Il exécuta également quelques mouvements de ses reins en suivant les miens. C'est là que je sentis comme une petite montagne se former sous mes fesses. Ses mains parcouraient désormais mes cuisses et ses lèvres laissaient des petits bisous dans mon cou. J'avais chaud.... Je trépignais de plus en plus, comme possédée par ses gestes et son corps qui dégageait ce parfum boisé mêlé à la cigarette... A ce moment là, il n'y avait que lui, moi et cette chanson.
Ses mains se faisaient plus pressantes, elles remontaient le long de mes cuisses. Je me retournais encore une fois vers lui, cette fois pas pour l'effleurer simplement mais pour l'embrasser à pleine bouche.
Le baiser devint plus chaud, plus sauvage et ses mains s'enfonçaient sous ma jupe. Mon corps ne bougeait plus seulement au rythme de la musique mais au rythme de ses mains, nos bouches, mon pouls... Toute une symphonie...

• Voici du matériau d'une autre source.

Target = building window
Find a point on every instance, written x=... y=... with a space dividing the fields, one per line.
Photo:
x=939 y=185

Ses doigts effleuraient désormais mon pubis au travers de mon string. Je sentais mon corps trembler de désir.
Mike: Viens, suis moi...
Moi: Mais... et les autres???
Mike: Shuuut, suis moi, on va revenir.
0_0
Partie 13
On quitta le Saf sur ces mots. Mon homme, oui c'était désormais mon homme, me tenait par la main et me dirigeais vers l'extérieur comme il aimait à le faire. Il paraissait à la fois calme et pressé, tirant sèchement sur la cigarette qu'il venait d'enclencher.
On marcha jusqu'à Score ou sa voiture était garée, on monta et aussitôt, il démarra.

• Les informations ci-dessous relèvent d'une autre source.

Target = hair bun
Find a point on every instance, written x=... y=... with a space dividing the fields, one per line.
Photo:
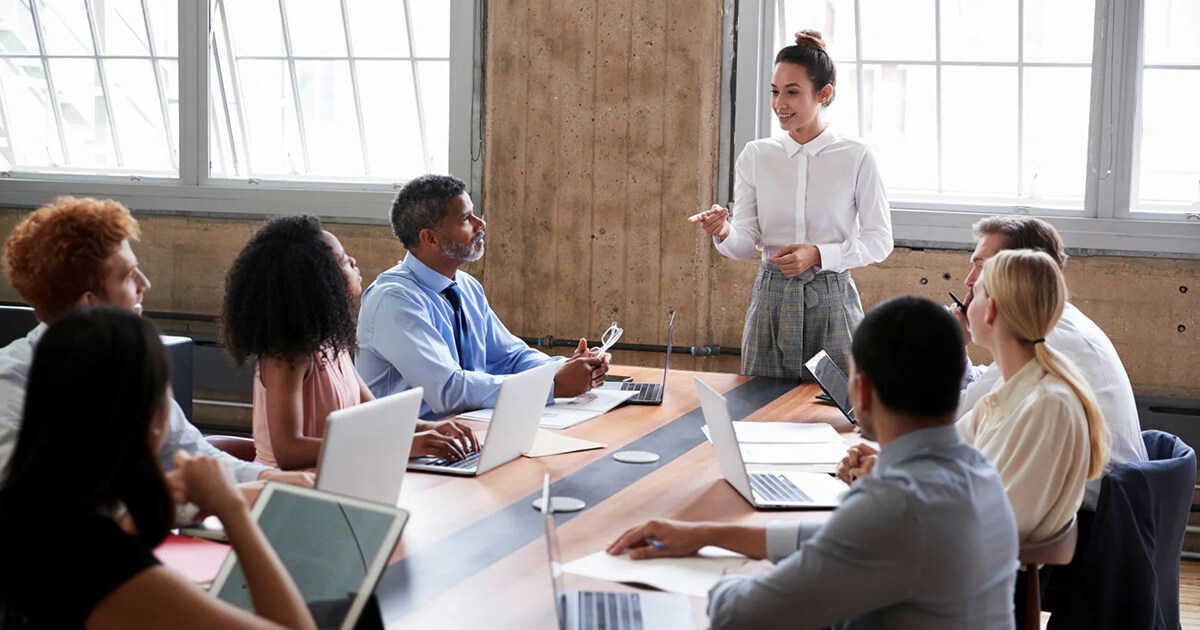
x=810 y=39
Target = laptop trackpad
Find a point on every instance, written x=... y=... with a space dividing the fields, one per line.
x=666 y=611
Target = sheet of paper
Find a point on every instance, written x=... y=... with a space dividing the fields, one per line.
x=546 y=443
x=549 y=443
x=198 y=561
x=690 y=576
x=568 y=412
x=826 y=453
x=783 y=432
x=598 y=400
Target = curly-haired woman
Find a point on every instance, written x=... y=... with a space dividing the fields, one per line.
x=289 y=304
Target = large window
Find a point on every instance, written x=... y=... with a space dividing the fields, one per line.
x=1078 y=109
x=89 y=87
x=1167 y=174
x=220 y=105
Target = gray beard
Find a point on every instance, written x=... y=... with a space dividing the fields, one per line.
x=465 y=252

Le silence total régnait dans la voiture, il ne mit meme pas le lecteur CD en marche, c'est vraiment dommage, comme dirait Lila Penda, j'aurais voulu avoir de la musique maintenant, ça m'aurait moins stressé.
Stressée, je l'étais. J'ai d'ailleurs l'impression que l'alcool que j'avais bu pour me détendre s'était dissipé. Je me demandais ou on allait et j'appréhendais la fin du trajet. On roula quelques minutes et on arriva devant un grand mur jaunâtre et une belle barrière vert citron (lime green) qui servaient de rempart à une villa à deux niveaux. Il ronfla légèrement le moteur et mit les pleins phares. La minute suivante, un monsieur ouvrit le portail. Je supposai que c'était le gardien, et j'avais vu juste. Il avança à son niveau, baissa la vitre et parla pour la première fois depuis qu'on s'était assis dans la voiture.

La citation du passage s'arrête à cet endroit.